5. As regards technical testing and analysis service, claim has been rejected on the ground that the invoice is in the name of M/s. Ashima Ltd. who has made the payment. In this case also if the appellants are able to show the evidence of payment of service tax by them and the relationship of the service with the goods exported and also evidence to show that M/s. Ashima Ltd. have not taken the credit of service tax in their books of account, refund may have to be sanctioned to the appellants. In this case it has been held that the appellants were not able to show any document that service tax was paid by them. To show that refund is available in respect of this service, the appellant relied upon the decision in the case of F. Ahmed & Co. v. CC 1993 (67) ELT 759 (GOI) to submit that merchant exporter is entitled to rebate and for this purpose a no objection certificate from the manufacturer would be adequate. It is their contention that the decision is applicable to the present case. I am not convinced that this decision is squarely applicable. Appellants have to show non availment of cenvat credit by the manufacturer and the fact of payment of service tax by them and fulfilment of other conditions to be eligible for refund of service tax paid on technical testing and analysis service.
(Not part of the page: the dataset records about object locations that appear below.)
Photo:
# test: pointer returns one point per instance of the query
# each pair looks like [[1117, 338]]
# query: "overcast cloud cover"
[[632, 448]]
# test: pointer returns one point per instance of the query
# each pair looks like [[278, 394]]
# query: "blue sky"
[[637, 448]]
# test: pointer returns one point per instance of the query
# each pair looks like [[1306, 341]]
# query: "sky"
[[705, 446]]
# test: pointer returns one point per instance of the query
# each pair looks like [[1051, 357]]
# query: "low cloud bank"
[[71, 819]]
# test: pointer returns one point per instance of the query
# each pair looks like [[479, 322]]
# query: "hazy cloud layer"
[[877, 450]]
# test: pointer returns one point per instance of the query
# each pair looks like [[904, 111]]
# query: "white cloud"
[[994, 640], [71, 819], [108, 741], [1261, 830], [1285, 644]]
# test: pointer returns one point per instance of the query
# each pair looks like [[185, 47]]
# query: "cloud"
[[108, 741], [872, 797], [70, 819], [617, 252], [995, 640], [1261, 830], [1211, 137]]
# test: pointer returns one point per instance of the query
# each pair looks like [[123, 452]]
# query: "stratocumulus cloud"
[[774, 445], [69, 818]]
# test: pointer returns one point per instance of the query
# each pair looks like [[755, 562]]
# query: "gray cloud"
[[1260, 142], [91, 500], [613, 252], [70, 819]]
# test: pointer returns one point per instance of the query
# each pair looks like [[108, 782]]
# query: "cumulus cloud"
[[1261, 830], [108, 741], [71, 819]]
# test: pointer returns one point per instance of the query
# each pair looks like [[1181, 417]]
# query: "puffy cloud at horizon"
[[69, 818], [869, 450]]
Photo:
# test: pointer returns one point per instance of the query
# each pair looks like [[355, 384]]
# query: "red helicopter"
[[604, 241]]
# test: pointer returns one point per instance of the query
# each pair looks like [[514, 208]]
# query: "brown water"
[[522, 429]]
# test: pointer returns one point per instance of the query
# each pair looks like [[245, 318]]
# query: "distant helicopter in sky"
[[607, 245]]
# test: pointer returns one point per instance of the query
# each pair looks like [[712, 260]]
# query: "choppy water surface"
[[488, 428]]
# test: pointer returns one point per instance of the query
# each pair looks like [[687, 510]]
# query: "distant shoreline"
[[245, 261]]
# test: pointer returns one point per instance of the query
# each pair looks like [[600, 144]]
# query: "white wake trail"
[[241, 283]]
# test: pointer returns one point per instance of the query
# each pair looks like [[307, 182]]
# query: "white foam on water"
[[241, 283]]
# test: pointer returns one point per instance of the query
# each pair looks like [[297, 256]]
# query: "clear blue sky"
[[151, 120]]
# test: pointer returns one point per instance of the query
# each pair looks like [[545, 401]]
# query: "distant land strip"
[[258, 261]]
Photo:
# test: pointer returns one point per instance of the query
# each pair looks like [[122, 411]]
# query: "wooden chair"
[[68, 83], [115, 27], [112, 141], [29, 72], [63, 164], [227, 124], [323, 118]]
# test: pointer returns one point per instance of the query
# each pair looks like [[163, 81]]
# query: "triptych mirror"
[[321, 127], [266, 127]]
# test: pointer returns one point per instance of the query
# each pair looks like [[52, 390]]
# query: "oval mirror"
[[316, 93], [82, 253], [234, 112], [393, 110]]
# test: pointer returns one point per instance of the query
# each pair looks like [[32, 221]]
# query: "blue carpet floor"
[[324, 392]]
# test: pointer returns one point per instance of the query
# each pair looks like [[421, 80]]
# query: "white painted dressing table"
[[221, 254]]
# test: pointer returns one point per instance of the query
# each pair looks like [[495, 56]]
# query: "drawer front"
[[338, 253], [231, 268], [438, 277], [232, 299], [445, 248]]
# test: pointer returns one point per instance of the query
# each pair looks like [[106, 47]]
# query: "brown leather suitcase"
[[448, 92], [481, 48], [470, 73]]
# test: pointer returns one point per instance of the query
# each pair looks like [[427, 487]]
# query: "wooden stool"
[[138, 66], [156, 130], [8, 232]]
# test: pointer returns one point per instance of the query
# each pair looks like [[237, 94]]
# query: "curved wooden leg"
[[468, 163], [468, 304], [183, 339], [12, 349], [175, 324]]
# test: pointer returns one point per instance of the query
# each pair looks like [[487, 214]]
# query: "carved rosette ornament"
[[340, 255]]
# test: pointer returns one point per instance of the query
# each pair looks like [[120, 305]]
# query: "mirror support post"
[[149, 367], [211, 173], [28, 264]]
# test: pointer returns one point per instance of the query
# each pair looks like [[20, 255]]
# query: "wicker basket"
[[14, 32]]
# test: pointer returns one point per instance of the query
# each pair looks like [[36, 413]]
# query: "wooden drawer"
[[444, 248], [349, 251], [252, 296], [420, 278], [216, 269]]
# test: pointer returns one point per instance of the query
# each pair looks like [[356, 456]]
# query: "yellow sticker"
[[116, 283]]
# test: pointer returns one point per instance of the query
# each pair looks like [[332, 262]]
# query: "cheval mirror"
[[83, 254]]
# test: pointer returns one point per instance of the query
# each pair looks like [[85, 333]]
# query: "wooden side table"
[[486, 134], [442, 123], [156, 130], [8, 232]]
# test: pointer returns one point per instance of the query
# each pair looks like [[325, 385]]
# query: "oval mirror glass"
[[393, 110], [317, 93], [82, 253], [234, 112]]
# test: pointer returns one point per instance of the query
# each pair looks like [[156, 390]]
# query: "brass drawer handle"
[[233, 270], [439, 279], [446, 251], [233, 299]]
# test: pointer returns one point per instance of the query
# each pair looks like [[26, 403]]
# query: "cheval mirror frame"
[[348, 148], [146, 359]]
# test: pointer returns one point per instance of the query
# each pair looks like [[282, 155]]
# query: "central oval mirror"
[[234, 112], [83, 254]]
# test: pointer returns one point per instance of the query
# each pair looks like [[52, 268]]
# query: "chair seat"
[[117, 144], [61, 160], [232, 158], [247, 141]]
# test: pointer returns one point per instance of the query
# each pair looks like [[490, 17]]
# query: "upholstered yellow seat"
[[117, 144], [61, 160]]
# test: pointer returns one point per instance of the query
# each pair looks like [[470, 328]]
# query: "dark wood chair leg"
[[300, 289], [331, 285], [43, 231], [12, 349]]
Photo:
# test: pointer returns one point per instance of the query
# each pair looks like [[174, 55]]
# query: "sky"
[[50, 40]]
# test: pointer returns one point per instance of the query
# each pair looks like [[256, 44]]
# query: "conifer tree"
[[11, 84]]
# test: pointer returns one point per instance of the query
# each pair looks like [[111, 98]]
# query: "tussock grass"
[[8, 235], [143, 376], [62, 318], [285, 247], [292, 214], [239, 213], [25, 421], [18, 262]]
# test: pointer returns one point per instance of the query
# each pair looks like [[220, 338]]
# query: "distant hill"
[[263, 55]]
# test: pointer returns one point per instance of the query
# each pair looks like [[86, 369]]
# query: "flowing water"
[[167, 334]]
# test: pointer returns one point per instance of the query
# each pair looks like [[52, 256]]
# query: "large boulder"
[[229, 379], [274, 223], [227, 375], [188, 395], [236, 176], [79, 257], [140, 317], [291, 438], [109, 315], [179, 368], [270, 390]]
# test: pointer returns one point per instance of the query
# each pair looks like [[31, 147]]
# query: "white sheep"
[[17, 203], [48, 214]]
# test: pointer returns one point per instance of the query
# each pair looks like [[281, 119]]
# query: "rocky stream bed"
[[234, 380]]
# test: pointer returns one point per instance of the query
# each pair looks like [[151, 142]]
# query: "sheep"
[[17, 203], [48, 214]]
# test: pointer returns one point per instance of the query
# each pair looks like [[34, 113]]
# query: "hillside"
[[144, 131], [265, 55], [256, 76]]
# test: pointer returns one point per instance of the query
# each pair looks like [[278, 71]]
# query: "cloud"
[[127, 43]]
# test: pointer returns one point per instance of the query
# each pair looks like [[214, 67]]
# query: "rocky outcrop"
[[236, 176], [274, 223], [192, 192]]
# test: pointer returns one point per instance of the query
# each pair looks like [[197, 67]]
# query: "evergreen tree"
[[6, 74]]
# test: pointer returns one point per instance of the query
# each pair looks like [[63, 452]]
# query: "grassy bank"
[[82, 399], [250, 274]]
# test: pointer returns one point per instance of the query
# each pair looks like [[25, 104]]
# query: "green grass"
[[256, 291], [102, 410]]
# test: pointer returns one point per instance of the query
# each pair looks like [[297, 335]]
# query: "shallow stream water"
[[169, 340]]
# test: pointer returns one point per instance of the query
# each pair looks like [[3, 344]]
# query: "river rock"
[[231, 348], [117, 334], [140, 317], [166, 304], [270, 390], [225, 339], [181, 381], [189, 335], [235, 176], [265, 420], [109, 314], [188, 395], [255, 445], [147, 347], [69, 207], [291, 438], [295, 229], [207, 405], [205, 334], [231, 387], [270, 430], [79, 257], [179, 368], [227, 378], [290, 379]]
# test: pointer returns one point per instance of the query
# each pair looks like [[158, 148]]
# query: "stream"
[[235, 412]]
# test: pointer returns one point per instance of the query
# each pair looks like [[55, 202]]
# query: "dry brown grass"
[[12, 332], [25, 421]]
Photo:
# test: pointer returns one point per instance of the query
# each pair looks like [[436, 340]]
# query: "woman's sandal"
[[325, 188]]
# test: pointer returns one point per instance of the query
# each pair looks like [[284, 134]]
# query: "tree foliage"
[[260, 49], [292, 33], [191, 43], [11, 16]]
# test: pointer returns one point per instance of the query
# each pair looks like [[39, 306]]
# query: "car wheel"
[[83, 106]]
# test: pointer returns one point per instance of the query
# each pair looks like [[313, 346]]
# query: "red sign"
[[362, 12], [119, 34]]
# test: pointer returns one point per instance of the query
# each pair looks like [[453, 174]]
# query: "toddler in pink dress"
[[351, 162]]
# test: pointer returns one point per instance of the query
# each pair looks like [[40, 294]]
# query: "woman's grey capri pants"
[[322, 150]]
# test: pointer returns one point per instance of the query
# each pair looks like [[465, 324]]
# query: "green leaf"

6. The GTA service received for transportation of empty container to the premises of exporter is also admissible in view of the fact that the notification provides for refund of service tax paid in respect of services used in relation to export and in this case it cannot be denied that the transport of empty container to the exporter’s premises was necessary and was received in relation to exported goods.

7. One of the claims has been rejected in order in appeal No. 343/9 dated 30.12.09 on the ground that the same is time barred. On this issue there are subsequent decisions of the Tribunal directly applicable to notification No. 41/07 and subsequent amendment notifications. If the appellants cite these cases, the applicability of these decisions may be considered and the refund claim rejected on the ground of time bar also may be considered in the light of decisions, if any that may be cited by the appellants.

8. In the result the impugned orders are set aside and the matter is remanded to the original adjudicating authority for fresh consideration of all the refund claims in the light of observations made in this order.